How does rstan store posterior samples for separate chains?


I would like to understand how the output of extract in rstan orders the posterior samples. I understand that I can view the posterior samples from each chain by using as.array,

stanfit <- sampling(
  model,
  data = stan.data)
​
fitarray <- as.array(stanfit)

For example, fitarray[, 2, 1] will give me the samples for the second chain of the first parameter. One way to store the posterior samples in the output of extract would be just to concatenate them. When I do,

fit <- extract(stanfit)
mean(fitarray[,2,1]) == mean(fit$ss[1001:2000]) 
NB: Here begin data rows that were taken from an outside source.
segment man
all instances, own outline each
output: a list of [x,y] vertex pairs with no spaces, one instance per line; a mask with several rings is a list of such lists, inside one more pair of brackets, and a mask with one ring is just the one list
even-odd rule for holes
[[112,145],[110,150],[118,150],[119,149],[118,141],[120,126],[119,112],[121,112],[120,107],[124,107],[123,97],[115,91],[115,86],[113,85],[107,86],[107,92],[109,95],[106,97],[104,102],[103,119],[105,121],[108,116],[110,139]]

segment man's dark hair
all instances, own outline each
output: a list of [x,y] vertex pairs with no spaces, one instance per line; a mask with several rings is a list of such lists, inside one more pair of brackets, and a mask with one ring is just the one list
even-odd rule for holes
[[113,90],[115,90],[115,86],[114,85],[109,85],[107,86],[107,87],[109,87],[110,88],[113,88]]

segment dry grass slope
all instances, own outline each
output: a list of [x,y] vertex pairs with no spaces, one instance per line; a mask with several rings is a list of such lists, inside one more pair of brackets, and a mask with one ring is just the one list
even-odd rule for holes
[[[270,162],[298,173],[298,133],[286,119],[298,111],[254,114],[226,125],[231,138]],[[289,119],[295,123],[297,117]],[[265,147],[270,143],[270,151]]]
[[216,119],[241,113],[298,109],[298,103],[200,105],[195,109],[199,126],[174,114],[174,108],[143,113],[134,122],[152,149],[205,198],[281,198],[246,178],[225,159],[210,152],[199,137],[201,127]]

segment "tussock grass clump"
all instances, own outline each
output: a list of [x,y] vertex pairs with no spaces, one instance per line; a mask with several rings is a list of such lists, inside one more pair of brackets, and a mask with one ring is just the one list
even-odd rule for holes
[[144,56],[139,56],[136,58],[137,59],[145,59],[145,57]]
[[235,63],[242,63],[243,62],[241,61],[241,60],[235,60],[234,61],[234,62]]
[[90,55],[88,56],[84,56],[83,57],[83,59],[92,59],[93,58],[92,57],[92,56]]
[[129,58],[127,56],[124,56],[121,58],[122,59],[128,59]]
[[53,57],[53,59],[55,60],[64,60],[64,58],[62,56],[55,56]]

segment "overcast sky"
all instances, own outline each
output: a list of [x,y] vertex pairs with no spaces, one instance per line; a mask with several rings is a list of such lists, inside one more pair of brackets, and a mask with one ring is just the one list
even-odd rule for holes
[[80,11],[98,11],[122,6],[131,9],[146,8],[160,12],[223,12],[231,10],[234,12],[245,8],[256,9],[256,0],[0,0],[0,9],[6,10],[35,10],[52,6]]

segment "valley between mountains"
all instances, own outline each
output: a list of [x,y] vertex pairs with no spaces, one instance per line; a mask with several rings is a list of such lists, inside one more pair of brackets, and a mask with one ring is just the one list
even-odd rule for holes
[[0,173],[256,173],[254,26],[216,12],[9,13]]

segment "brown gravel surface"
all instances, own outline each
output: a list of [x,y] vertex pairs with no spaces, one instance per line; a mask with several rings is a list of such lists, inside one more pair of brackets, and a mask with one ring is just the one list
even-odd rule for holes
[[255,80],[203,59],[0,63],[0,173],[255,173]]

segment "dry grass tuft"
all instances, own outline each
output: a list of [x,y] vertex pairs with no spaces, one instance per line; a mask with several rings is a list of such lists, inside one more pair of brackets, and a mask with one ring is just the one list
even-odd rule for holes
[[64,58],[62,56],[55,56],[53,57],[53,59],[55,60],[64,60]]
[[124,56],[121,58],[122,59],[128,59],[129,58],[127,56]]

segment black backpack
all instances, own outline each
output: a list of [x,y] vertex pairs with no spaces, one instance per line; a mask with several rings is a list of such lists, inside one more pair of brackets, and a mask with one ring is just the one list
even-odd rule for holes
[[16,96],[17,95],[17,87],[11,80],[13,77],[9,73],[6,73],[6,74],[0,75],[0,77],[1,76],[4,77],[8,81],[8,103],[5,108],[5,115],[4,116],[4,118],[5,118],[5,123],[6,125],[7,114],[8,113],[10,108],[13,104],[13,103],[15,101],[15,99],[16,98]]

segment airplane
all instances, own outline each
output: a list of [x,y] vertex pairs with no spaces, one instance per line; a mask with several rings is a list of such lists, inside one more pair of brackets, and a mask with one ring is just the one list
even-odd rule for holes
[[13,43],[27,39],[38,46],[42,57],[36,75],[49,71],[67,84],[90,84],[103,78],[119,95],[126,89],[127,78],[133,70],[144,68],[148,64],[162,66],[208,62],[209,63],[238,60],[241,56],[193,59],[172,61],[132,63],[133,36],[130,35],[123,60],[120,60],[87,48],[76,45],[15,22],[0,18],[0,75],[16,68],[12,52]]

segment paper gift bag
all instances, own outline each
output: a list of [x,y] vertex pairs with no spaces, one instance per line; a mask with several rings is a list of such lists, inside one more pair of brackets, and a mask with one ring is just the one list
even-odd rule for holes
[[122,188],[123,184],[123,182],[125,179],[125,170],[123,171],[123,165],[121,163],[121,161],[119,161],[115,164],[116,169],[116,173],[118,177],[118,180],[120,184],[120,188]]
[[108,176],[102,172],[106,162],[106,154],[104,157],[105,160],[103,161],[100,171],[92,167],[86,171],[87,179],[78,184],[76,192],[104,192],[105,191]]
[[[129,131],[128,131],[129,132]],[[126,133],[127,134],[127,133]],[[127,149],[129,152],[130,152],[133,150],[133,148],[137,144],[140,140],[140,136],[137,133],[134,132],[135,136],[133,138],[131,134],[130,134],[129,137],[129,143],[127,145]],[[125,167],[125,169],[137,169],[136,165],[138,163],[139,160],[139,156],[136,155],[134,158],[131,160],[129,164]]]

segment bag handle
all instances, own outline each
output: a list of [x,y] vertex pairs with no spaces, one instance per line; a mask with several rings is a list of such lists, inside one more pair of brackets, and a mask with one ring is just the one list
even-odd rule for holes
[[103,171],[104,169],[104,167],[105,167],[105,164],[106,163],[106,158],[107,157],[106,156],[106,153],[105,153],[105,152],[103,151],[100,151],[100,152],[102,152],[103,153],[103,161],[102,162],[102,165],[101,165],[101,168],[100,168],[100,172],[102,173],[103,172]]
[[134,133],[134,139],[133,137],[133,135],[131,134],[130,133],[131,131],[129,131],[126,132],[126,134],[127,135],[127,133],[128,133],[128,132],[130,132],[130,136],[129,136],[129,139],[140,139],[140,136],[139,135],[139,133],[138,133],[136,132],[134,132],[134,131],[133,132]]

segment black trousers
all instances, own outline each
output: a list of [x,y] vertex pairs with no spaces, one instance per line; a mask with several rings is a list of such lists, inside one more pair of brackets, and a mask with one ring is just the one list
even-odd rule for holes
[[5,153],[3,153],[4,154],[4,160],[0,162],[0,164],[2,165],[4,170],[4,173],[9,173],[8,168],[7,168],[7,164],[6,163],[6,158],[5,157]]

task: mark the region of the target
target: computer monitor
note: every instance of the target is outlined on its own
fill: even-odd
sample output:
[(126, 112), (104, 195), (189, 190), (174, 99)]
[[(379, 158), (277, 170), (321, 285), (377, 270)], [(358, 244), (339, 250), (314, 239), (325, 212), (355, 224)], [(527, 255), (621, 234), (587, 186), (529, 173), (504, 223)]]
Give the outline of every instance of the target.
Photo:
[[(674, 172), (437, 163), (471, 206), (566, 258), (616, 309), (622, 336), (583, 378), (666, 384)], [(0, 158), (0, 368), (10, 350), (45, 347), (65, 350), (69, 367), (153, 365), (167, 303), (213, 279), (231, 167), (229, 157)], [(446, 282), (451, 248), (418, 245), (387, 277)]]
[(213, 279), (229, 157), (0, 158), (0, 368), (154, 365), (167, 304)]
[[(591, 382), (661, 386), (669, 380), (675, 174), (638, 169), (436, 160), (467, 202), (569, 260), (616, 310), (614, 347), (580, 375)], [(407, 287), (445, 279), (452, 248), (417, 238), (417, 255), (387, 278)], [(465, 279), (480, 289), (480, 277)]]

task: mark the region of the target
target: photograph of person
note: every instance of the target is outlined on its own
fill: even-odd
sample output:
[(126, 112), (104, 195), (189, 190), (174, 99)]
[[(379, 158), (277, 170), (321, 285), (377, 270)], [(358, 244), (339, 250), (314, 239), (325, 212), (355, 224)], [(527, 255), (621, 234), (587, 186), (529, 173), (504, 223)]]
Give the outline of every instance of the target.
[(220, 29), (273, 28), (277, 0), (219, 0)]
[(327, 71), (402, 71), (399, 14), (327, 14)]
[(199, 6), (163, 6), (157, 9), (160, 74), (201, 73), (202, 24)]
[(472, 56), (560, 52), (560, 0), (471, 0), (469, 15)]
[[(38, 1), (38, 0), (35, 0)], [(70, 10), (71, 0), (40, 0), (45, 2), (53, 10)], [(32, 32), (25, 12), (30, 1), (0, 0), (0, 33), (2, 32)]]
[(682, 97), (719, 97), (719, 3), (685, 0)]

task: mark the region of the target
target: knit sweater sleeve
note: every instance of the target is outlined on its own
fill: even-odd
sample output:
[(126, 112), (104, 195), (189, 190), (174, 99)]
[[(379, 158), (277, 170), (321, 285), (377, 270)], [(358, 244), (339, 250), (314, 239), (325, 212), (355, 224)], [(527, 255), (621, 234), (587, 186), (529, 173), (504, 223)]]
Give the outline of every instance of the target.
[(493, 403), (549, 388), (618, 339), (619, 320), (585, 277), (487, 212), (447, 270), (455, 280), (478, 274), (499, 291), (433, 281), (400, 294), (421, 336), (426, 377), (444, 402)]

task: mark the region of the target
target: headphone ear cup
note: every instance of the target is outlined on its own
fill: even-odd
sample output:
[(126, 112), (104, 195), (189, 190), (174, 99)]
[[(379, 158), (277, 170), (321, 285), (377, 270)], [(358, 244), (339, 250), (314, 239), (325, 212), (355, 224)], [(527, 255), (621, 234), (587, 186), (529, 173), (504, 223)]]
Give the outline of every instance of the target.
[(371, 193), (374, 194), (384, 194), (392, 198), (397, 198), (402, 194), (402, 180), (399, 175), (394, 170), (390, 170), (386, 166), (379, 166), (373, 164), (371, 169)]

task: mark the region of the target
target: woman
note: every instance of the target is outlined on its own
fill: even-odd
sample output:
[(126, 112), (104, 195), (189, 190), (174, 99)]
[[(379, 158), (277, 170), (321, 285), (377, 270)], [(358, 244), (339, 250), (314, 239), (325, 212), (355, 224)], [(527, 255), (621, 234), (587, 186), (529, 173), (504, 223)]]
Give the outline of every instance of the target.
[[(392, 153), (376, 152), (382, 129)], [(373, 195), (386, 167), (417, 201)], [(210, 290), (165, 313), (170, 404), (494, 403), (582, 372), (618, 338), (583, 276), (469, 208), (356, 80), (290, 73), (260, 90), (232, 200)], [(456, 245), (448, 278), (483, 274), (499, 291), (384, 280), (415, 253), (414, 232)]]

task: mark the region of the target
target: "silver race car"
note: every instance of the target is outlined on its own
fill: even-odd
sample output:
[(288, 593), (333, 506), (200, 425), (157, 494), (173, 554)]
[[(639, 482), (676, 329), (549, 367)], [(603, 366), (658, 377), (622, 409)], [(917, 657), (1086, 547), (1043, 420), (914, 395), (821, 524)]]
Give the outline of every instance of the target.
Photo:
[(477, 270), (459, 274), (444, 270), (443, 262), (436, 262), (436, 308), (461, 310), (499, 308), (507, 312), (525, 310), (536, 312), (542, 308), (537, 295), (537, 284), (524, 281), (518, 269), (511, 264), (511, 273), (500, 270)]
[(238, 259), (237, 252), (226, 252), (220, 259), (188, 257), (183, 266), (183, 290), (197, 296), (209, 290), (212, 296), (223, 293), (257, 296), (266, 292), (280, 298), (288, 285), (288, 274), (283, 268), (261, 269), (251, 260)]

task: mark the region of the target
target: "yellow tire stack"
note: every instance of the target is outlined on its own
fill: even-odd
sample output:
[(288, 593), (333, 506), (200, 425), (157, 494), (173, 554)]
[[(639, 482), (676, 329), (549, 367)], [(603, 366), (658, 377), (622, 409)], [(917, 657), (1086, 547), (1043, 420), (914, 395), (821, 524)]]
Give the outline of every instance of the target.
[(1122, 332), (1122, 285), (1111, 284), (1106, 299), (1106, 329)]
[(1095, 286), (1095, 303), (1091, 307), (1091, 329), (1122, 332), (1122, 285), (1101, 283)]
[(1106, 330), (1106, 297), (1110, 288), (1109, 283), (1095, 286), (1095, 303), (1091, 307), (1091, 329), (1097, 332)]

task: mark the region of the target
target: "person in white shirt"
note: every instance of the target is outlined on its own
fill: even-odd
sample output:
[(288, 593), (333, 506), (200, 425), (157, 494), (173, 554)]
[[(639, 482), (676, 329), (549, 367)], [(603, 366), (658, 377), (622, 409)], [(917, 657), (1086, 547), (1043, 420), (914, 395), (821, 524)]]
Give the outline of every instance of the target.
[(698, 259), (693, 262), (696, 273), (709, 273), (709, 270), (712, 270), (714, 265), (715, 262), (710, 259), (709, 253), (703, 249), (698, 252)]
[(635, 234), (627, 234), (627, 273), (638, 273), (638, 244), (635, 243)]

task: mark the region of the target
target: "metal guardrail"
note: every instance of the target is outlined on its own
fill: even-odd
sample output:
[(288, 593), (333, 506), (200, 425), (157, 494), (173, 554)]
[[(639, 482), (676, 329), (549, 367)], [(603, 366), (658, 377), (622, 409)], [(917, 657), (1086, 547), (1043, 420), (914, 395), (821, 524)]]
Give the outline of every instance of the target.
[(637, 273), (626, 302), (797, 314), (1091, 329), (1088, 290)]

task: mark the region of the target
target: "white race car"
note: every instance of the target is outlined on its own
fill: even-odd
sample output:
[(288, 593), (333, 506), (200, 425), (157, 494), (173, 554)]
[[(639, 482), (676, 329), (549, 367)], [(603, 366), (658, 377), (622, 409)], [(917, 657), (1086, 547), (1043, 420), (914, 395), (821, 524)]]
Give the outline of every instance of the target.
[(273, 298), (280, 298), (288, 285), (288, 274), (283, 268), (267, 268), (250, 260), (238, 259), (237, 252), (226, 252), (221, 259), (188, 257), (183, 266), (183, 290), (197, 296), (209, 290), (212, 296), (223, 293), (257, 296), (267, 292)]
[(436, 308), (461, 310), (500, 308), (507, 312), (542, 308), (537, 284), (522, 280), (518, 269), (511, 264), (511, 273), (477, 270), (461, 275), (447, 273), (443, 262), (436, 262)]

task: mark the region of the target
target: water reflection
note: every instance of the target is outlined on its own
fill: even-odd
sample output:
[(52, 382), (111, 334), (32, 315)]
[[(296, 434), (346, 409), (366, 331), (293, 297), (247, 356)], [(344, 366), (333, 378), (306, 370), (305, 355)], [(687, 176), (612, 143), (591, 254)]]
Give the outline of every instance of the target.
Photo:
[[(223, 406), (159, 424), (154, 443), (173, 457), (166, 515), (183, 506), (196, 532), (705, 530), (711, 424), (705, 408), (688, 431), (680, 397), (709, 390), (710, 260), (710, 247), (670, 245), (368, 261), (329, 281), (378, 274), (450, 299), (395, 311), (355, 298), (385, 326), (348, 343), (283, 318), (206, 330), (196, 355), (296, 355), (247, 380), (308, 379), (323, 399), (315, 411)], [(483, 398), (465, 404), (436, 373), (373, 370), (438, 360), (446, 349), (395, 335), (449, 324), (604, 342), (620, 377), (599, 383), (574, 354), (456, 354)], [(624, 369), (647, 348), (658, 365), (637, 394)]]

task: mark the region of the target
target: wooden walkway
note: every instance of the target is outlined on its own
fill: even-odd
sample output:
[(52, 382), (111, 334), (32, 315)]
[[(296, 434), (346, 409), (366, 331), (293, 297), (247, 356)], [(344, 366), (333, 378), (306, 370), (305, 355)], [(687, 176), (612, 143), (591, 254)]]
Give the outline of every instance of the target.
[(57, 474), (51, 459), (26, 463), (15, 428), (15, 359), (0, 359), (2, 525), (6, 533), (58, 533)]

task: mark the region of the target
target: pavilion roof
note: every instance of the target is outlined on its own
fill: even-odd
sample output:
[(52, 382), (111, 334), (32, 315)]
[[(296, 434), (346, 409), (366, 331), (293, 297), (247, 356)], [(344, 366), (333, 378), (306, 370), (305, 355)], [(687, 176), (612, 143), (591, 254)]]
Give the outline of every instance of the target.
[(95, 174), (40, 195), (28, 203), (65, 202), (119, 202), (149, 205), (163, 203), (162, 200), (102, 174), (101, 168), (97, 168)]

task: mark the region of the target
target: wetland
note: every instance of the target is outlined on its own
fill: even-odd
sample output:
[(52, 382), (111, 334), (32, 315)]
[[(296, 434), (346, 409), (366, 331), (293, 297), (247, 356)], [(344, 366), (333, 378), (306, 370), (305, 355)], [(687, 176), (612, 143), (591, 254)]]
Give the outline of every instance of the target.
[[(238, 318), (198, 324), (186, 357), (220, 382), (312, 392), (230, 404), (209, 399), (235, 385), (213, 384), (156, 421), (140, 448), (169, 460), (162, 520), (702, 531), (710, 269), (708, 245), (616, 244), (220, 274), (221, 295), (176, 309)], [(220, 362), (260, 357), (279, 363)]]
for several chains and parameters I always get TRUE (ss is the first parameter). This makes it seem like the posterior samples are being concatenated in fit. However, when I do,

fitarray[,2,1] == fit$ss[1001:2000]

I get FALSE (confirmed that there's not just precision difference). It appears that fitarray and fit are storing the iterations differently. How do I view the iterations (in order) of each posterior sample chain separately?


Solution

  • As can be seen from rstan:::as.array.stanfit, the as.array method is essentially defined as

    extract(x, permuted = FALSE, inc_warmup = FALSE)
    

    Your default use of extract keeps the warmup and permutes the post-warmup draws randomly, which is why the indices do not line up with the as.array output.